Antonia threw Gilbert’s head at Sebastian. His eyes widened as he realized what it was, and what it meant. He almost ducked, then opted to catch it with one hand instead, to show he was still on top of the situation. While he was distracted, though, Antonia was already running with her sword out, which made a whoosh as it tore through the air.
Antonia impaled Sebastian, but missed his heart. He kicked her in the face, and she fell, blood-blinded.
“So this is how it’s going to be?” Sebastian tossed the head into the nearest booth, where it landed face up on the table. “I confess I’m disappointed. I was going to marry you and then kill you. More fairy treasure that way.”
“You—You—” Antonia coughed blood. “You never loved me.”
“Oh, keep up.” Sebastian loomed over Antonia, pulled her sword out of his chest, and swung it over his head two-handed, aiming for a nice clean slice. “I’ll bring your remains back to Sylvania, and tell them a lovely story of how you and I fell in love and got married, before you were killed by a wild boar or an insurance adjuster. Hold still, this’ll hurt less.”
Antonia kicked him in the reproductive parts, but he shrugged it off. The shining sword whooshed down towards her neck.
“Hey!” I pumped my plus-one Vorpal shotgun from behind the bar. “No. Fighting. In. The. Bar.”
“We can take it outside,” Sebastian said, not lowering the sword.
“Too late for that,” I said. “You’re in my bar, you settle it how I choose.”
“And how’s that?”
I said the first thing that came into my head: “With a karaoke contest.”
And because it was my bar, and I have certain safeguards in place for this sort of situation, they were both bound by my word. Sebastian grumbled a fair bit, especially what with Antonia being a semi-professional singer, but he couldn’t fight it. It took us a couple of hours to organize, including finding a few judges and putting an impartiality whammy on them, to keep it a fair competition.
I even broke open my good wine jug and gave out free cups to everybody. Once his nesting place was all emptied out, Leroy the Wine Goblin crawled out on the bar and squinted.
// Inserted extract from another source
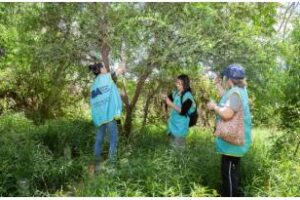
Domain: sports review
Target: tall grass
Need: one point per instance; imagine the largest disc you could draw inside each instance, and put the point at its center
(53, 159)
Antonia went first, and she went straight for the jugular—with showtunes. You’ve probably never seen a fairy princess do “Don’t Tell Mama” from Cabaret, complete with hip-twirling burlesque dance moves and a little Betty Boop thing when she winked at the audience. Somehow she poured all her rage and passion, all her righteous Sarah McLachlan-esque anger, into a roar on the final chorus. The judges scribbled nice high numbers and chattered approvingly.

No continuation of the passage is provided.